Roth IRA income and contribution limits

The amount you can contribute to a Roth IRA depends on your annual income. The Roth IRA contribution limit for 2024 is $7,000 in 2024 ($8,000 if age 50 or older). At certain incomes, the contribution amount is lowered until it is eliminated completely.

Can you retire with just a Roth IRA? ›

Based on median incomes and the 10x rule, most people will need about $740,000 to finance a secure retirement. So in theory, a $750,000 Roth IRA and $1,800 in Social Security benefits will be enough for many individuals to retire.

What happens after 5 years in a Roth IRA? ›

The Roth IRA five-year rule says you can withdraw your investment earnings tax-free and penalty-free as long as you've held the account for at least five years. It's important to note this rule applies specifically to investment earnings.

What is the main difference between a Roth IRA and a regular IRA? ›

With a Roth IRA, you contribute after-tax dollars, your money grows tax-free, and you can generally make tax- and penalty-free withdrawals after age 59½. With a Traditional IRA, you contribute pre- or after-tax dollars, your money grows tax-deferred, and withdrawals are taxed as current income after age 59½.

How does a simple Roth IRA work? ›

If the SIMPLE IRA is a Roth, the employee contribution goes into the account after tax. Then the money can grow tax-free for decades and will be tax-free when withdrawn from the account at retirement, defined as beginning at age 59 ½.

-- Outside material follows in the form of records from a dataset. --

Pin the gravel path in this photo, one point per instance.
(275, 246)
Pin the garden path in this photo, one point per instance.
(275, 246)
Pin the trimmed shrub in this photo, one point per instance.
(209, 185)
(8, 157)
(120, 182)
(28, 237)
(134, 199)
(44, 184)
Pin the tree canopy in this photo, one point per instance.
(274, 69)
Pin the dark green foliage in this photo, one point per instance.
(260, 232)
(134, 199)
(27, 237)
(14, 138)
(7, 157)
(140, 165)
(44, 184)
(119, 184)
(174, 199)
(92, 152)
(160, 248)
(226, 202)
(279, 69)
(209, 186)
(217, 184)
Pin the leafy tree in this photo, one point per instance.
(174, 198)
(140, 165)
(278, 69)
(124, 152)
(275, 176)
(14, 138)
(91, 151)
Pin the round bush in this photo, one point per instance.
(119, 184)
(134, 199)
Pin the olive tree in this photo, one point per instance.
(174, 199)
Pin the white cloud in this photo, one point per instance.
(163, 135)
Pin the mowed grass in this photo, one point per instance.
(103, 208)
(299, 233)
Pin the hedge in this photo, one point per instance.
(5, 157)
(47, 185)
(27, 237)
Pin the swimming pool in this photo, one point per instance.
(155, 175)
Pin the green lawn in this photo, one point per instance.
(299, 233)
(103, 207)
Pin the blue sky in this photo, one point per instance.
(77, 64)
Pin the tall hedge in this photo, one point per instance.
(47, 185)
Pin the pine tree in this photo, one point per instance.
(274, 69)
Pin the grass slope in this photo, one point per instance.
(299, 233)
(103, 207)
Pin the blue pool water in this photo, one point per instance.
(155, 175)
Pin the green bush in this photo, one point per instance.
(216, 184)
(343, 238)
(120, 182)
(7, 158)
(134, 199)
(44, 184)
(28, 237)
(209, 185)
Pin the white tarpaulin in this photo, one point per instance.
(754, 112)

Why would someone choose a Roth IRA? ›

Benefits of a Roth IRA

Withdrawals during retirement are tax-free. There are no required minimum distributions (RMDs) during your lifetime, which makes Roth IRAs ideal wealth transfer vehicles. You can contribute at any age, as long as you have earned income and don't make too much money.

Does my money grow in a Roth IRA? ›

Roth IRAs grow through compounding, even during years when you can't make a contribution. There are no required minimum distributions (RMDs), so you can leave your money alone to keep growing if you don't need it.